In that period of restrictions, the sugar ration received by citizens was comparable to current dietary guidelinesincluding those for pregnant women and young children, but when rationing ended, sugar consumption practically doubled overnight.

Using data from the UK Biobank, researchers studied the health status of people who were and were not exposed to sugar rationing in utero and in the first years of life. Thus they discovered that sugar rationing in the first years of life had notable long-term health benefits.

According to the results, those who were born during this rationing and were exposed to low levels of sugar in their first years of life had a 35% lower risk of developing diabetes and a 20% lower risk of developing hypertension.

Furthermore, the age at which these diseases developed in adulthood was delayed by an average of 4 and 2 years, respectively.

The protective effect was most pronounced in people exposed to restricted sugar both in utero and after birth, with in utero exposure alone accounting for about a third of the risk reduction.

Furthermore, the effect was further amplified after 6 months of age, probably coinciding with the introduction of solid foods, according to the data provided by the study.

Expert opinions

For the researcher at CIBERObn, Jesús Francisco García Gavilán, The results of this study validate the conclusions of previous studies and support dietary recommendations that seek to avoid or reduce the consumption of simple sugars during the gestational stage and delay their consumption as much as possible during early childhood.

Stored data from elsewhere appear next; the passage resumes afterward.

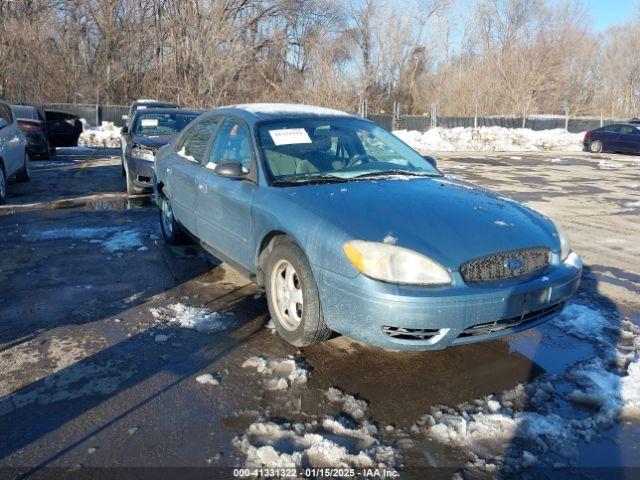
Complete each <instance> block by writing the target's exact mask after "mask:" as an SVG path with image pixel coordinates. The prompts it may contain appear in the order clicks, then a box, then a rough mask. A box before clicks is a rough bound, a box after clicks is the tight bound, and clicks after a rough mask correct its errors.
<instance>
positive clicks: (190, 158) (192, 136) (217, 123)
mask: <svg viewBox="0 0 640 480" xmlns="http://www.w3.org/2000/svg"><path fill="white" fill-rule="evenodd" d="M217 126H218V118H207V119H205V120H202V121H201V122H198V123H197V124H195V125H194V126H193V127H192V128H191V129H190V130H189V131H188V132H187V134H186V135H185V136H184V137H182V138H181V139H180V141H179V142H178V145H177V146H176V151H177V152H178V155H181V156H182V157H184V158H186V159H187V160H191V161H192V162H197V163H201V162H202V159H203V158H204V154H205V152H206V150H207V146H208V145H209V140H210V139H211V136H212V135H213V133H214V132H215V130H216V127H217Z"/></svg>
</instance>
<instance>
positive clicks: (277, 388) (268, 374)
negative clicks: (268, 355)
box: [242, 356, 308, 390]
mask: <svg viewBox="0 0 640 480" xmlns="http://www.w3.org/2000/svg"><path fill="white" fill-rule="evenodd" d="M242 368H255V370H256V372H258V373H259V374H261V375H263V376H265V377H267V378H266V379H265V382H264V387H265V388H266V389H267V390H286V389H287V388H289V387H291V386H292V385H294V384H305V383H307V375H308V372H307V370H306V368H304V366H303V365H301V364H299V363H297V362H296V361H295V360H294V358H293V357H292V356H289V358H285V359H270V360H267V359H265V358H263V357H251V358H248V359H247V360H245V361H244V363H243V364H242Z"/></svg>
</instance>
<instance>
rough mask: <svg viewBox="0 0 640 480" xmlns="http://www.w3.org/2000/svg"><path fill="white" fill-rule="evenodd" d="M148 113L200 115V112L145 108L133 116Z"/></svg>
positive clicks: (184, 109)
mask: <svg viewBox="0 0 640 480" xmlns="http://www.w3.org/2000/svg"><path fill="white" fill-rule="evenodd" d="M148 113H156V114H158V113H183V114H185V113H186V114H187V115H189V114H193V115H200V114H201V113H202V112H201V111H198V110H185V109H184V108H145V109H144V110H137V111H136V113H135V115H136V116H137V115H146V114H148Z"/></svg>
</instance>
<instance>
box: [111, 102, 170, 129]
mask: <svg viewBox="0 0 640 480" xmlns="http://www.w3.org/2000/svg"><path fill="white" fill-rule="evenodd" d="M146 108H180V106H179V105H178V104H177V103H173V102H162V101H160V100H154V99H151V98H141V99H139V100H136V101H135V102H133V103H132V104H131V106H130V107H129V113H128V114H127V115H124V116H123V117H124V118H123V120H126V126H127V127H129V126H130V125H131V121H132V120H133V116H134V115H135V113H136V112H137V111H138V110H144V109H146Z"/></svg>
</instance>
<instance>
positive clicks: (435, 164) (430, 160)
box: [422, 155, 438, 168]
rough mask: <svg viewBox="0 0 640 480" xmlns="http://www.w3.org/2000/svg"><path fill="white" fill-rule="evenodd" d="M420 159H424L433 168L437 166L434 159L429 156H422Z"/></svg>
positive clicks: (436, 167) (435, 167) (437, 166)
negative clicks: (428, 162)
mask: <svg viewBox="0 0 640 480" xmlns="http://www.w3.org/2000/svg"><path fill="white" fill-rule="evenodd" d="M422 158H424V159H425V160H426V161H427V162H429V163H430V164H431V166H432V167H433V168H438V166H437V165H436V159H435V158H433V157H430V156H429V155H423V156H422Z"/></svg>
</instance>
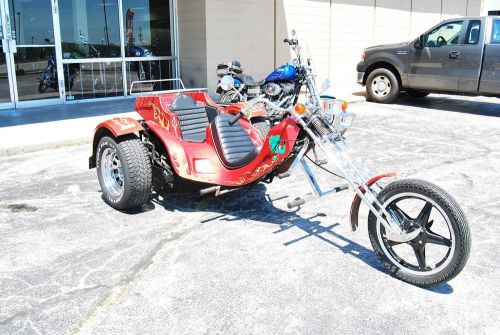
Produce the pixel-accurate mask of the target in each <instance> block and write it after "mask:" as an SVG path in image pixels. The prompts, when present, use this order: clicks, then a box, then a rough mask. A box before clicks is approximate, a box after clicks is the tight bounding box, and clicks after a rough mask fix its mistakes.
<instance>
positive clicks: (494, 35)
mask: <svg viewBox="0 0 500 335" xmlns="http://www.w3.org/2000/svg"><path fill="white" fill-rule="evenodd" d="M491 43H500V20H495V22H493V31H492V36H491Z"/></svg>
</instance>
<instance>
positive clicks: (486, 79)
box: [479, 18, 500, 96]
mask: <svg viewBox="0 0 500 335" xmlns="http://www.w3.org/2000/svg"><path fill="white" fill-rule="evenodd" d="M490 22H491V21H490ZM479 92H481V93H491V94H495V95H496V96H500V19H497V18H495V19H494V20H493V26H492V29H491V33H488V36H486V43H485V46H484V60H483V71H482V73H481V82H480V84H479Z"/></svg>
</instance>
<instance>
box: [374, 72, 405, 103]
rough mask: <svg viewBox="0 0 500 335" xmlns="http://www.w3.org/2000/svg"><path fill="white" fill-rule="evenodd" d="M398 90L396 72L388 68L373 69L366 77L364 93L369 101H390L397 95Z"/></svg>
mask: <svg viewBox="0 0 500 335" xmlns="http://www.w3.org/2000/svg"><path fill="white" fill-rule="evenodd" d="M382 89H383V90H382ZM400 90H401V88H400V84H399V80H398V78H397V77H396V74H394V73H393V72H392V71H390V70H388V69H384V68H379V69H375V70H373V71H372V72H371V73H370V74H369V75H368V78H367V79H366V93H367V94H368V100H369V101H373V102H378V103H384V104H388V103H391V102H393V101H394V100H396V98H397V97H398V96H399V92H400Z"/></svg>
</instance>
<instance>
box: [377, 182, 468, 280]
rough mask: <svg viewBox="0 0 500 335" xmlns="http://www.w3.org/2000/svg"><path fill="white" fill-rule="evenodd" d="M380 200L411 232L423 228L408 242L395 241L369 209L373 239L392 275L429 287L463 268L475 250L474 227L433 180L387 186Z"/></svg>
mask: <svg viewBox="0 0 500 335" xmlns="http://www.w3.org/2000/svg"><path fill="white" fill-rule="evenodd" d="M379 200H380V202H381V204H382V205H383V206H384V208H385V209H386V210H387V211H388V212H389V213H390V214H392V215H393V216H395V217H397V218H398V221H400V222H401V224H402V225H403V229H404V230H405V231H406V232H412V231H415V230H419V231H420V233H419V234H418V235H417V236H416V237H415V238H414V239H413V240H410V241H408V242H397V241H393V240H391V239H390V238H389V237H388V235H387V234H386V230H385V228H384V226H383V225H382V224H380V222H379V220H377V219H376V217H375V215H374V214H373V213H371V212H370V215H369V217H368V234H369V237H370V241H371V243H372V246H373V249H374V250H375V253H376V254H377V255H378V257H379V258H380V260H381V261H382V263H383V264H384V265H385V266H386V267H387V268H388V269H389V271H390V272H391V274H393V275H395V276H396V277H398V278H400V279H402V280H404V281H406V282H408V283H412V284H416V285H423V286H425V285H433V284H439V283H442V282H446V281H448V280H450V279H452V278H453V277H455V276H456V275H458V274H459V273H460V271H461V270H462V269H463V267H464V266H465V263H466V262H467V258H468V256H469V252H470V247H471V237H470V230H469V226H468V223H467V219H466V218H465V215H464V213H463V212H462V210H461V209H460V207H459V205H458V204H457V202H456V201H455V200H454V199H453V198H452V197H451V196H450V195H449V194H448V193H446V192H445V191H444V190H442V189H441V188H439V187H438V186H436V185H433V184H431V183H428V182H424V181H421V180H414V179H409V180H400V181H396V182H394V183H392V184H390V185H388V186H387V187H386V188H384V189H383V190H382V192H380V194H379Z"/></svg>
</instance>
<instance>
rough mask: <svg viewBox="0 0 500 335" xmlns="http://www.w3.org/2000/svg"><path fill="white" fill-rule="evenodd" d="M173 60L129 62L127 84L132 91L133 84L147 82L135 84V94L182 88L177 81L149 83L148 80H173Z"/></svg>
mask: <svg viewBox="0 0 500 335" xmlns="http://www.w3.org/2000/svg"><path fill="white" fill-rule="evenodd" d="M172 66H173V63H172V61H171V60H161V61H155V60H153V61H149V60H144V61H141V62H127V63H126V68H127V83H128V87H129V90H130V87H131V86H132V83H133V82H138V81H146V82H144V83H136V84H134V89H133V93H139V92H153V91H165V90H172V89H177V88H180V87H178V83H177V82H175V81H168V82H147V81H148V80H160V79H171V78H172V73H173V70H172Z"/></svg>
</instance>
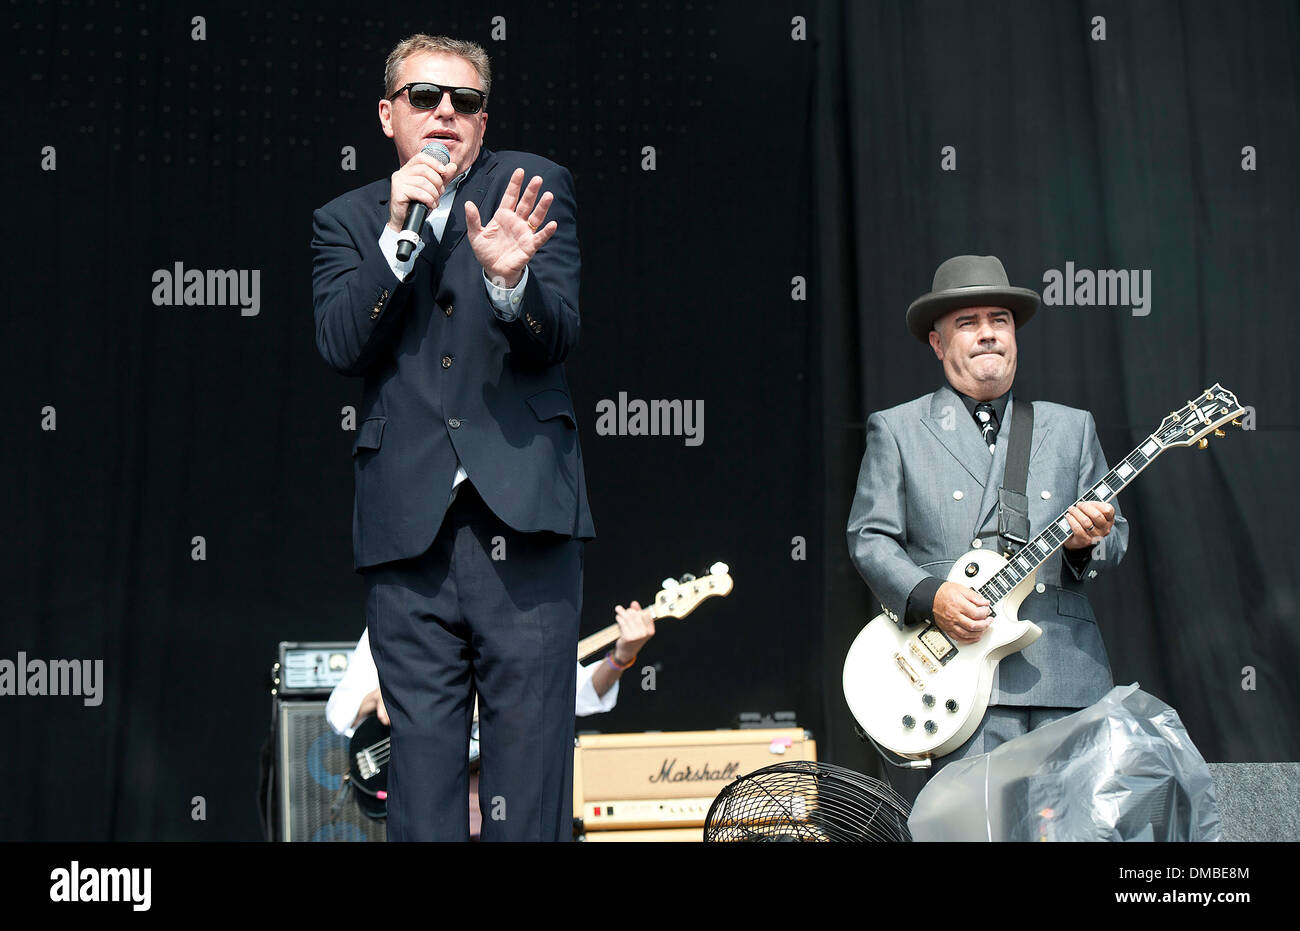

Regarding the limitations, he warned that The study only used people born in the United Kingdom and is based on self-reported health data.

In addition, it is limited to those born between 1951 and 1956, when “the type and availability of ultra-processed products could be very different from today,” he told the Science Media Center (SMC) Spain.

For his part, Rafael Urrialde de Andrés, professor at the Faculty of Biological Sciences at the Complutense University of Madrid and member of the Board of Directors of the Spanish Nutrition Society, considered that the work “corroborates what other studies also demonstrate: the importance of not incorporating added sugar or having an excess of free sugars, from any food source, in the first 1,000 days of life”he told SMC Spain.

“This restriction, not only with added sugar but also with free sugars, has a positive effect on the reduction of overweight and obesity in children and adolescents and the subsequent appearance of certain pathologies linked to both overweight and obesity,” he concluded.